Graduation is set to be an extra special day today for Queen’s University student Zara Gibson who battled a rare form of arthritis while studying for her PhD.
Zara, from Lisburn, originally undertook a degree in Psychology at Queen’s and decided to move into the School of Mechanical and Aerospace Engineering to examine if an inexpensive virtual reality system can do the same job as expensive flight simulators when training pilots.
In her research Zara looked at how novices piloted an aircraft using virtual reality, analysing their brain waves, eye tracking and overall performance. Her work showed that virtual reality can be a very useful, safe and flexible tool to monitor performance and how a user processes information.
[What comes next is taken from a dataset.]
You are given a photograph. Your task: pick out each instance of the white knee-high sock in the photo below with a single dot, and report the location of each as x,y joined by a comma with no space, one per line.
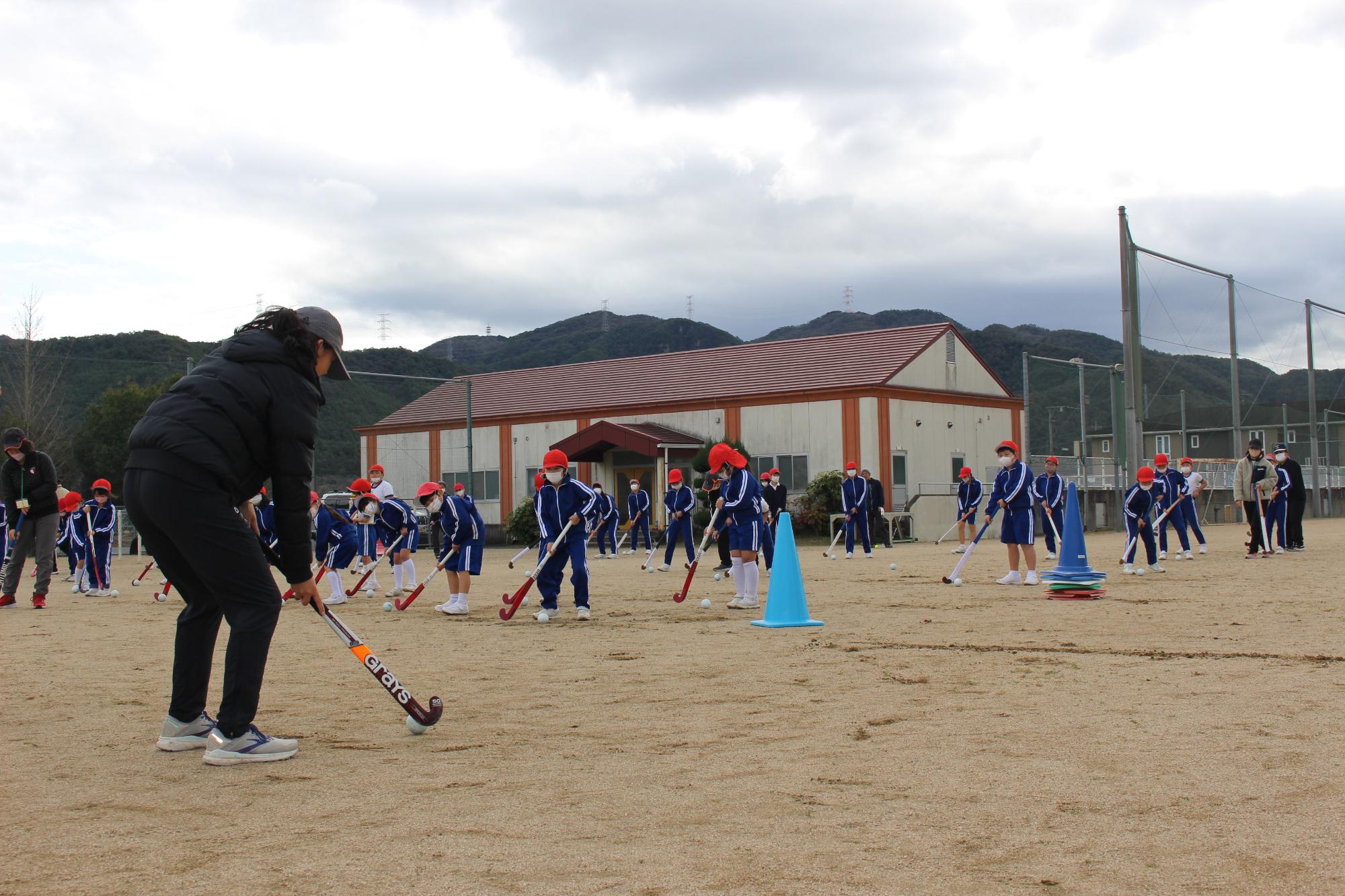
751,576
Zara’s journey at Queen’s was certainly not traditional, moving directly from undergraduate to PhD and from one school to another to continue her studies. She comments: “I often had doubts I was doing the right thing but those doubts did not last long. Within weeks of starting my PhD I realised that whilst I didn’t have the same knowledge and skills as my peers I had an equally valuable set that they found very useful across other projects.
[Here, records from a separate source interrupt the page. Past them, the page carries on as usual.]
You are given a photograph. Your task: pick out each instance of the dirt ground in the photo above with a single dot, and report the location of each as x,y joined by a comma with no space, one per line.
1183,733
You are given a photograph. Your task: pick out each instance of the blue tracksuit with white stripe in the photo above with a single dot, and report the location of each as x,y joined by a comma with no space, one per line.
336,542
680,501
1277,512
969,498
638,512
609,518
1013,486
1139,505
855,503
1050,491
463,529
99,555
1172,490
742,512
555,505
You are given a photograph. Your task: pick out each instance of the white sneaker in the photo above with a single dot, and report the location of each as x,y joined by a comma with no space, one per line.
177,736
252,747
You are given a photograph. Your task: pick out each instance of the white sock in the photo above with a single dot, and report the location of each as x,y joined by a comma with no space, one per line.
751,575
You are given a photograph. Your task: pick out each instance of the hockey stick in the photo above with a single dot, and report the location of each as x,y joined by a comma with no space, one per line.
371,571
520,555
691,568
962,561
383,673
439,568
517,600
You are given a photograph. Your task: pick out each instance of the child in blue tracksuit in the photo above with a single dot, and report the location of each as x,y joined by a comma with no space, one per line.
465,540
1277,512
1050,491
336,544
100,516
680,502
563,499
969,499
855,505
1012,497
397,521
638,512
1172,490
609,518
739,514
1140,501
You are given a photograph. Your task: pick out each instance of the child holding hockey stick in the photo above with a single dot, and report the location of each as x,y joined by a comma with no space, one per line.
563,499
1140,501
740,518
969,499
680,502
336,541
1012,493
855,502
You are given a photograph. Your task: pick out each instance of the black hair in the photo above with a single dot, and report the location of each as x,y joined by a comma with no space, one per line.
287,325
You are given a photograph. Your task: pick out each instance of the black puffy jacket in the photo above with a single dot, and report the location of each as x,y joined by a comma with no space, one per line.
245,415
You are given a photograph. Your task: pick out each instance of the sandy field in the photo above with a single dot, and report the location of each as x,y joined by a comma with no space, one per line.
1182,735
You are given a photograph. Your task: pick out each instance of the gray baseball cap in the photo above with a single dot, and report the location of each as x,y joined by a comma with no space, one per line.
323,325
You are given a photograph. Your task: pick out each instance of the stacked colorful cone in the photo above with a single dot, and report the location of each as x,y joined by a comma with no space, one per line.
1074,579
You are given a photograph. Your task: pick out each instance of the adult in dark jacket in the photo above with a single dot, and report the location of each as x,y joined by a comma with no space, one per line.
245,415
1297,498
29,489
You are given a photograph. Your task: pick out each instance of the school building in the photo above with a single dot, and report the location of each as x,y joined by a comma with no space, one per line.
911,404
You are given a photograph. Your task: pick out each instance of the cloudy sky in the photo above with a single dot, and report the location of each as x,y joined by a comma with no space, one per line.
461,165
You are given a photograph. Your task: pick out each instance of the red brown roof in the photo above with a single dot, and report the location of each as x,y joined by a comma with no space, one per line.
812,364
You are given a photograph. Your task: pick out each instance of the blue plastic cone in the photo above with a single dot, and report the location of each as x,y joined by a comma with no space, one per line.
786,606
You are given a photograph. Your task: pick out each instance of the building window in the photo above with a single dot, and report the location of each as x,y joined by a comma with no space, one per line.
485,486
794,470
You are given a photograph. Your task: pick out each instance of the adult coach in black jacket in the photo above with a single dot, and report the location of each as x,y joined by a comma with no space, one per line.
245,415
“My supervisors made the transition very easy and if anyone is ever in the same position I would encourage them to take the opportunity, multidisciplinary careers are increasingly important and will provide you with such a diverse and unique set of skills.”
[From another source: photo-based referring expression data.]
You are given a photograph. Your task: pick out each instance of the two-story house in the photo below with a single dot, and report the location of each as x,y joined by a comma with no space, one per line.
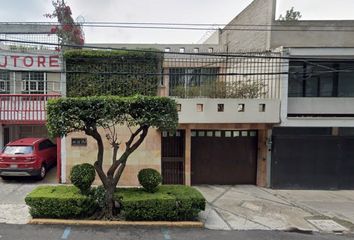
30,74
312,147
261,102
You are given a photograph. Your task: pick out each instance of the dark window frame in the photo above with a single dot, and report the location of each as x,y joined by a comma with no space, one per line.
308,74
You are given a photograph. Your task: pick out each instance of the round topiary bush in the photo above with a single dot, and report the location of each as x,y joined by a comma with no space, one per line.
150,179
82,176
As well as taking on a new challenge with her studies, Zara was also diagnosed with palindromic rheumatism – a rare form of arthritis – in the second year of her PhD. She suffered from pain and inflammation in the joints of her hands, knees and feet which negatively affected her mobility.
Zara explains: “My illness is relatively rare and I think in the medical world they still don’t understand it, which makes it harder to treat and diagnose. I don’t live in Belfast so the commute became difficult as I couldn’t drive and walking was also hard.
“All of the staff at Queen’s were very understanding, studying for a PhD offers more flexibility in that I was able to work from home on days I wasn’t feeling well. I also made use of flexible working hours for when I had doctors’ appointments or hospital appointments, starting earlier in the morning or working later in the evening.
“The workspace evaluations were also helpful as I was able to request equipment that would make me more comfortable at my desk. Not only was I able to continue working but it also enabled me to complete my PhD on time and not require an extension or extended leave.”
Despite all of the challenges she faced, Zara says her journey was an enjoyable one. She comments: “My favourite part of studying at Queen’s was the sense of community and being able to contribute and improve the working environment. I was part of the Athena SWAN initiative for gender equality and was part of the Research Culture Committee within my School. It was very enjoyable having an impact on the development of the School.”
The future is looking bright for Zara as she has now taken up a position of as Research Fellow in the School of Electronics, Electrical Engineering and Computer Science at Queen’s and has big plans for the years ahead.
She says: “I am delighted to have taken up my new post at Queen’s as it means I am now applying what I learnt in my PhD to a real design case. I plan on continuing down this path and become a lecturer in my own right.”